I ordered the take down of an unidentified object that violated Canadian airspace. @NORADCommand shot down the object over the Yukon. Canadian and U.S. aircraft were scrambled, and a U.S. F-22 successfully fired at the object.
— Justin Trudeau (@JustinTrudeau) February 11, 2023
Fighter jets have now shot down three objects in the airspace above the US and Canada in the last week.
The Canadian defence minister, Anita Anand, declined to speculate about the origin of the object, which she said was cylindrical in shape.
She stopped short of describing it as a balloon but said it was smaller than the Chinese balloon shot down off South Carolina’s coast a week ago but similar in appearance. She said it was flying at 40,000ft and posed a risk to civilian air traffic when it was shot down at 3.41pm EST.
“There is no reason to believe that the impact of the object in Canadian territory is of any public concern,” Anand told a news conference.
Hours later, airspace over the western US state of Montana was temporarily closed on Saturday evening after a “radar anomaly” was detected but no object was found by fighter aircraft dispatched to investigate, Norad said.
The downing of the latest object over Canada comes just over 24 hours after the US military took down another airborne object that was in Alaskan airspace. An American F-22 fighter jet shot down the high-altitude object off Deadhorse, Alaska, along the northern coast of the state, on Friday afternoon. Officials said the object entered US airspace but was heading toward the north pole at 20-40mph.
Few details about the object have been released by the US government.
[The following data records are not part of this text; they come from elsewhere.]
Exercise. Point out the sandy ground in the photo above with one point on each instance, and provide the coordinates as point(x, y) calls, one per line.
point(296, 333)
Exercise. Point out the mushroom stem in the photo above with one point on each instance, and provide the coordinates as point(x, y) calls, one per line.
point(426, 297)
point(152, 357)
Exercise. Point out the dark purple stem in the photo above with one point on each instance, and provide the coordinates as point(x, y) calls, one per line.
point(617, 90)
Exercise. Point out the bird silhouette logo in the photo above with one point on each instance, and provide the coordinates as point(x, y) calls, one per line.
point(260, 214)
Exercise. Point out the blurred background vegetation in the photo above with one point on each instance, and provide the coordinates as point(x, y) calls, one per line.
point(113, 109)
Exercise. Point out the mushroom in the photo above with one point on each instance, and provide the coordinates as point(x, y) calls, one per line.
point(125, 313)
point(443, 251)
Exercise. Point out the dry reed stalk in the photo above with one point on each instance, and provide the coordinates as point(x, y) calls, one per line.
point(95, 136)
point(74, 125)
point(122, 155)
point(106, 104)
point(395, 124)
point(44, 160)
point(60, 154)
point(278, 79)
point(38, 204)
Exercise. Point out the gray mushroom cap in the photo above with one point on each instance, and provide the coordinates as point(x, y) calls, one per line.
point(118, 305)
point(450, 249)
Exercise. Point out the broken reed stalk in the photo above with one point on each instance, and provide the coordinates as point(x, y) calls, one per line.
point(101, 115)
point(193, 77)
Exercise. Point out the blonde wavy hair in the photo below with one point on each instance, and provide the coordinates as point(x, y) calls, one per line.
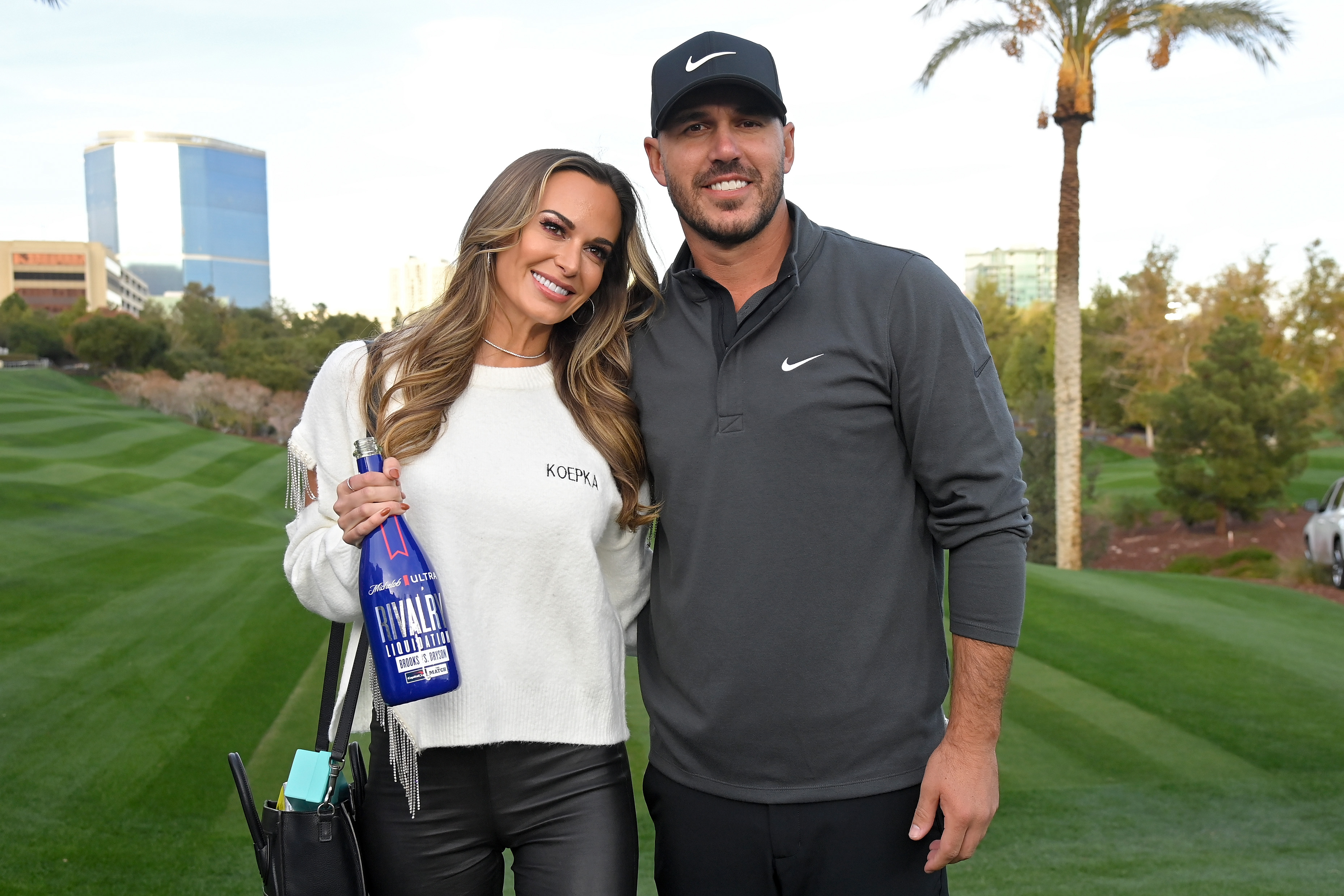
point(431, 355)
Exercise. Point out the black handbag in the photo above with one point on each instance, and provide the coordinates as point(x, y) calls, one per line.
point(315, 854)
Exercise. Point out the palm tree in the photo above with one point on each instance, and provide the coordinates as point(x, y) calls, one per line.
point(1074, 31)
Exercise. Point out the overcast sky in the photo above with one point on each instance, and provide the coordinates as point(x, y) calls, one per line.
point(384, 123)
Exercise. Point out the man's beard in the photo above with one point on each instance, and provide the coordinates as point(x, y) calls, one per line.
point(685, 202)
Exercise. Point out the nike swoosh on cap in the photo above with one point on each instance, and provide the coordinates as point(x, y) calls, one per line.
point(788, 367)
point(693, 66)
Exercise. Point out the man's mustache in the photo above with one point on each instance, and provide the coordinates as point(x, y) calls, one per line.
point(719, 170)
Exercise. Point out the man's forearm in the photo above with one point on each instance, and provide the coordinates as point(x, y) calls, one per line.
point(979, 683)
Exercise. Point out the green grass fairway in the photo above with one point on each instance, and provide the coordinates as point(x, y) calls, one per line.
point(1170, 734)
point(145, 630)
point(1163, 735)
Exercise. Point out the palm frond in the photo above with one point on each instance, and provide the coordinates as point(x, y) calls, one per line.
point(969, 33)
point(1253, 28)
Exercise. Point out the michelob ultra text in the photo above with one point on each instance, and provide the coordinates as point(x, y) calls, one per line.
point(404, 608)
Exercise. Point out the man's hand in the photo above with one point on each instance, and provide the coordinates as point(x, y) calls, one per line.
point(963, 773)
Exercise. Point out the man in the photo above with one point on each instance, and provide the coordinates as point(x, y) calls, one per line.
point(823, 420)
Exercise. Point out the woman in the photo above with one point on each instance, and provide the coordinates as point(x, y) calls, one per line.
point(511, 443)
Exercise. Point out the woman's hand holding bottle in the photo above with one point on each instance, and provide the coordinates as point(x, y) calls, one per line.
point(366, 500)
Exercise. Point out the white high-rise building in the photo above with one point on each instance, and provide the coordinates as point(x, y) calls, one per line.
point(179, 209)
point(416, 285)
point(1024, 275)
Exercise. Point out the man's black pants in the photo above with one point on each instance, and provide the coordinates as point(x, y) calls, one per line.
point(715, 847)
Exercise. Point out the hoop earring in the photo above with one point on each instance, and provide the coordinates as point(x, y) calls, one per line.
point(576, 315)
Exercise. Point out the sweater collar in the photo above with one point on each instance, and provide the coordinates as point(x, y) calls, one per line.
point(514, 378)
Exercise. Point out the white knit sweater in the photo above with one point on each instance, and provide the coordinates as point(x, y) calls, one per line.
point(517, 511)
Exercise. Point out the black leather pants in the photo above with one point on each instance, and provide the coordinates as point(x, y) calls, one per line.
point(568, 813)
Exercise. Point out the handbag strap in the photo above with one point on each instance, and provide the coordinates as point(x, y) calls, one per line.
point(331, 681)
point(376, 400)
point(347, 714)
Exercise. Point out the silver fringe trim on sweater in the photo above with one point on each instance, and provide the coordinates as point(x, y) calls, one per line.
point(296, 484)
point(401, 747)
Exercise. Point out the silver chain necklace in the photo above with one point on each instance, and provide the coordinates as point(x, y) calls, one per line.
point(526, 358)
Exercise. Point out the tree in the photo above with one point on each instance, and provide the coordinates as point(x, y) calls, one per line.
point(1104, 379)
point(1231, 436)
point(28, 332)
point(1155, 347)
point(120, 342)
point(1314, 320)
point(1244, 293)
point(999, 319)
point(1074, 33)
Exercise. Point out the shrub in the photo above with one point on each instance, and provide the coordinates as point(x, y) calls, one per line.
point(1128, 511)
point(1191, 565)
point(1246, 563)
point(1249, 563)
point(213, 400)
point(119, 341)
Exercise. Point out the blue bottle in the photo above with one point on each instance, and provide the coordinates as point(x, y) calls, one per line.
point(404, 608)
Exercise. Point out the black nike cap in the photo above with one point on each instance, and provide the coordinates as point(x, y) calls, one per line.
point(713, 58)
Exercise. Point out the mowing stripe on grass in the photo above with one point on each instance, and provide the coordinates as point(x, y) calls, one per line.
point(1163, 745)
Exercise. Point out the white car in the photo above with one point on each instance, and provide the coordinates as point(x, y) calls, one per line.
point(1324, 532)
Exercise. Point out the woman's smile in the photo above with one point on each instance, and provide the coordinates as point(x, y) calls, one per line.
point(551, 289)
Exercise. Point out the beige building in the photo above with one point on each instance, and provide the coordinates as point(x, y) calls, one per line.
point(1024, 275)
point(416, 285)
point(56, 275)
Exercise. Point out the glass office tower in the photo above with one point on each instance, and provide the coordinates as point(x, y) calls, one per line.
point(179, 209)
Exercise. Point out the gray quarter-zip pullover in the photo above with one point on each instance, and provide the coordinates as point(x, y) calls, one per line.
point(815, 458)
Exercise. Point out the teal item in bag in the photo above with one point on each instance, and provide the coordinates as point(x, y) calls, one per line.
point(308, 778)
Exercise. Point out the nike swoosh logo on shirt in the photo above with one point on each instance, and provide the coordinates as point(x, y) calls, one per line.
point(693, 66)
point(788, 367)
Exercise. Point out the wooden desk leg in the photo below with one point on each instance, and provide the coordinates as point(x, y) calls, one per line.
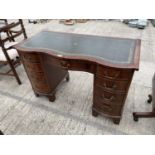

At a White House press briefing on Friday afternoon, the national security council spokesperson John Kirby described the object as being the size of a small car and said it was flying at an altitude of 45,000ft, the level of a commercial plane.
In a statement on Saturday, Norad and the US northern command said they, along with the Alaska National Coast Guard, FBI and local law enforcement, were conducting search and recovery activities of the object.
“Arctic weather conditions, including wind chill, snow and limited daylight are a factor in this operation, and personnel will adjust recovery operations to maintain safety. Recovery activities are occurring on sea ice,” the statement said. “We have no further details at this time about the object, including its capabilities, purpose or origin.”
The shooting down of the objects over Canada and Alaska comes a week after the US military took down a Chinese spy balloon off the coast of South Carolina on 4 February. Though Chinese officials apologised for the balloon and said it was a civilian airship meant for weather research, US officials maintain that the balloon was carrying equipment capable of intercepting and geolocating communications and did not have equipment consistent with weather balloons.
US officials say the balloon was part of a fleet that has been used to collect intelligence in more than 40 countries on five continents. They maintain that balloons went into US airspace at least three times during Donald Trump’s presidency and twice so far during Biden’s.
Despite the technology carried by the balloon, the Pentagon said the balloons do not give China any intelligence-collecting capacity beyond existing technology, such as satellites.
The appearance of the Chinese balloon over US airspace has caused a rift in the strained and delicate relationship between the Chinese and US governments. The US secretary of state, Antony Blinken, postponed an trip to Beijing, which would have been the first visit to the country by a top American diplomat since 2018.
Blinken said the spy balloon was “an irresponsible act and a clear violation of US sovereignty and international law that undermined the purpose of this trip”.
Reuters and Agence France-Presse contributed to this report
• This article was amended on 12 February 2023. Justin Trudeau is Canada’s prime minister, not president as an earlier version said. And the object was shot down at 3.41pm EST, not “3.41am local time”.